Open zhaoxy92 opened this issue 6 years ago • 4 comments

Hi, I'm trying to run ZOE on a new dataset and the following questions were raised:

  1. In the main.py, should I comment out runner.elmo_processor.load_cached_embeddings("target.min.embedding.pickle", "wikilinks.min.embedding.pickle")? If yes, could you show me how these two files are generated and what are the format for the raw version of these two files? Currently I found running new data is extremely slow (processed 30 sentences after one night). Anything idea how I can speed up things?

  2. Are there any other files/data I need to generate for testing on new dataset? (maybe vocab_test.txt?)

Thank you!

zhaoxy92 avatar Jul 31 '19 15:07 zhaoxy92

  1. The speed is slow on non-cached Wikipedia titles, especially on CPUs, because it runs multiple ELMo inferences to generate a title's representation. I could provide a huge SQLite file (~72GB) that contains all the Wikipedia titles, do you want me to share it? By having that file, you could use this function instead of load_cached_embeddings. Furthermore, it is recommended to cache your test set as well, i.e. store what candidates are found at each instance so that you can tune your type inference at a low cost. To do this, I would suggest storing results into a map and pickle that map.

  2. Everything should work fine if you have your type mapping (inference) part working. The previous point only speeds things up, without any impact on the results.

Slash0BZ avatar Jul 31 '19 17:07 Slash0BZ

Thank you. Please share it with me! Really appreciate it!
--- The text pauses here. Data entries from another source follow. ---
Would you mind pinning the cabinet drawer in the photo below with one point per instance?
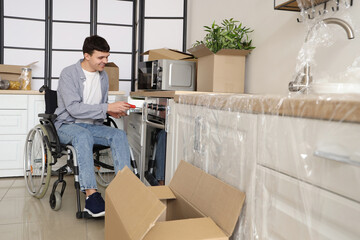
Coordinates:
(134, 127)
(288, 145)
(287, 208)
(11, 149)
(13, 101)
(13, 121)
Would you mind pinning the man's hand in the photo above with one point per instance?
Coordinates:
(118, 109)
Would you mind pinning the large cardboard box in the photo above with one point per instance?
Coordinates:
(113, 73)
(194, 206)
(165, 53)
(220, 72)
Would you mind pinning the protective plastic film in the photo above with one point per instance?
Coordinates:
(329, 30)
(296, 157)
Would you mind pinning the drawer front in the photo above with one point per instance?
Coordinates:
(13, 101)
(13, 121)
(288, 145)
(134, 127)
(287, 208)
(12, 151)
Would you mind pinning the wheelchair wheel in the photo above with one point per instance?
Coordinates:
(37, 161)
(104, 174)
On Wed, Jul 31, 2019 at 10:18 AM Xuanyu Zhou [email protected] wrote:

The speed is slow on non-cached Wikipedia titles, especially on CPUs, because it runs multiple ELMo inferences to generate a title's representation. I could provide a huge SQLite file (~72GB) that contains all the Wikipedia titles, do you want me to share it? By having that file, you could use this function https://github.com/CogComp/zoe/blob/master/zoe_utils.py#L39 instead of load_cached_embeddings. Furthermore, it is recommended to cache your test set as well, i.e. store what candidates are found at each instance so that you can tune your type inference at a low cost. To do this, I would suggest storing results into a map and pickle that map. 2.

Everything should work fine if you have your type mapping (inference) part working. The previous point only speeds things up, without any impact on the results.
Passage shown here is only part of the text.